Pour Antonopoulos, Libra ou les CBDC/MDBC n’auront aucun effet sur Bitcoin et ces dernières ne l’intéressent pas. Elles ne sont pas différentes du dollar et ne possèdent pas les propriétés uniques de Bitcoin, qui est immuable, collaboratif, public, ouvert, résistant à la censure et décentralisé.

Euro numérique - MNBC - CBDC-1

Il les voit comme des outils de surveillance financière et pointe du doigt leur dangerosité : leur but avoué est la disparition de l’argent liquide.

« Le problème est que, si vous donnez à des institutions centralisées le contrôle sur quelque chose d’aussi important que la monnaie dans une société, alors elles peuvent utiliser ce pouvoir pour écraser toute opposition. Elles vont commencer à décider qui sont les gagnants et qui sont les perdants, et elles peuvent exclure n’importe qui. Avoir la capacité de décider qui peut acheter de la nourriture en changeant un bit dans une base de données, c’est un monde très effrayant. »

Cette politique financière totalitaire nous place selon lui face à un choix : celui d’utiliser ou non des monnaies décentralisées. Selon Antonopoulos, qu’un pays utilise un registre public (dans le cas des CBDC) ou pas est hors sujet : ce qui est important, c’est que les gens aient le choix entre plusieurs monnaies, et puissent avoir accès à une alternative à la monnaie centralisée. Il est important d’avoir un marché libre et ouvert pour les devises, conférant une plus grande liberté.

Bitcoin et la confidentialité des transactions

Le manque de confidentialité et d’anonymat est pour Antonopoulos le défaut majeur de Bitcoin. Il ne vient pas des développeurs eux-mêmes, mais des opérateurs de services.

« Les entreprises telles que Chainalysis et autres se sont lancées dans une course à l’armement contre la vie privée.
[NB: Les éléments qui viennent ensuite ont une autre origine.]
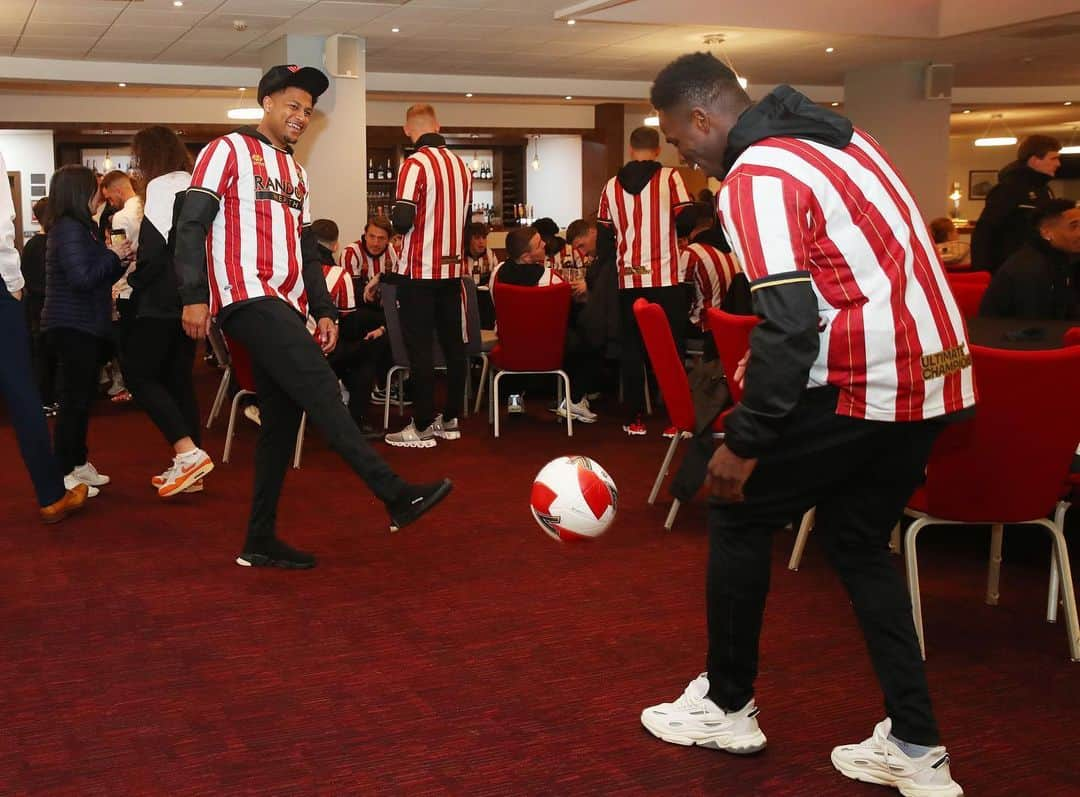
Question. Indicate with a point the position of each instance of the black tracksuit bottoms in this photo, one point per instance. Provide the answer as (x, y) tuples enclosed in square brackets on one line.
[(292, 376), (860, 475)]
Et ce qu’elles font, c’est fournir aux pires dictateurs et régimes du monde, directement ou indirectement, des informations qui violent les droits civils de millions de personnes. »
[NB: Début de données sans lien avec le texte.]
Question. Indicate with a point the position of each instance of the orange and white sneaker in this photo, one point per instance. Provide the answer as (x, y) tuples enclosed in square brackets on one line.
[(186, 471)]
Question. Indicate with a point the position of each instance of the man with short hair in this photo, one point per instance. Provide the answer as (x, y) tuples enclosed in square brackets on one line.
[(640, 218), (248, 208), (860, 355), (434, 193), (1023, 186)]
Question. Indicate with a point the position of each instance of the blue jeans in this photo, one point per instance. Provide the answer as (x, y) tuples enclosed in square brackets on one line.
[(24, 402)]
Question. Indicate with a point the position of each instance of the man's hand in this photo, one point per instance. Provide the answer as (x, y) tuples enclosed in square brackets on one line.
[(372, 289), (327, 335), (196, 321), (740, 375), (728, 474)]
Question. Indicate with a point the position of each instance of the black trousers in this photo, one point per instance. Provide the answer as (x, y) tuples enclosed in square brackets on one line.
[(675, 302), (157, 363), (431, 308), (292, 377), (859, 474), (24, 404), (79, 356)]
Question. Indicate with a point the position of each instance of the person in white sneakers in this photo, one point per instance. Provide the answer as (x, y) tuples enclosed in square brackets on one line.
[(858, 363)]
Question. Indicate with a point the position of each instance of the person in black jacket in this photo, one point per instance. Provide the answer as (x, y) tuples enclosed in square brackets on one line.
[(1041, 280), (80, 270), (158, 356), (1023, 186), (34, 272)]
« Il est fondamentalement immoral de travailler pour une telle société, tout comme je considérerais immoral de travailler pour un fabricant d’armes ou une entreprise qui construit des cages pour des camps de concentration. »

Chainalysis

Plutôt virulent, n’est-ce pas ? On ne sait pas à quels régimes totalitaires Antonopoulos fait ici allusion… Jonathan Levin, co-fondateur et CSO de Chainalysis, n’a pas particulièrement apprécié sa tirade. Il assure que « comme règle générale, Chainalysis ne travaille pas avec des gouvernements dictatoriaux. » Il ajoute que pour lui, la conformité réglementaire est essentielle à l’adoption de Bitcoin.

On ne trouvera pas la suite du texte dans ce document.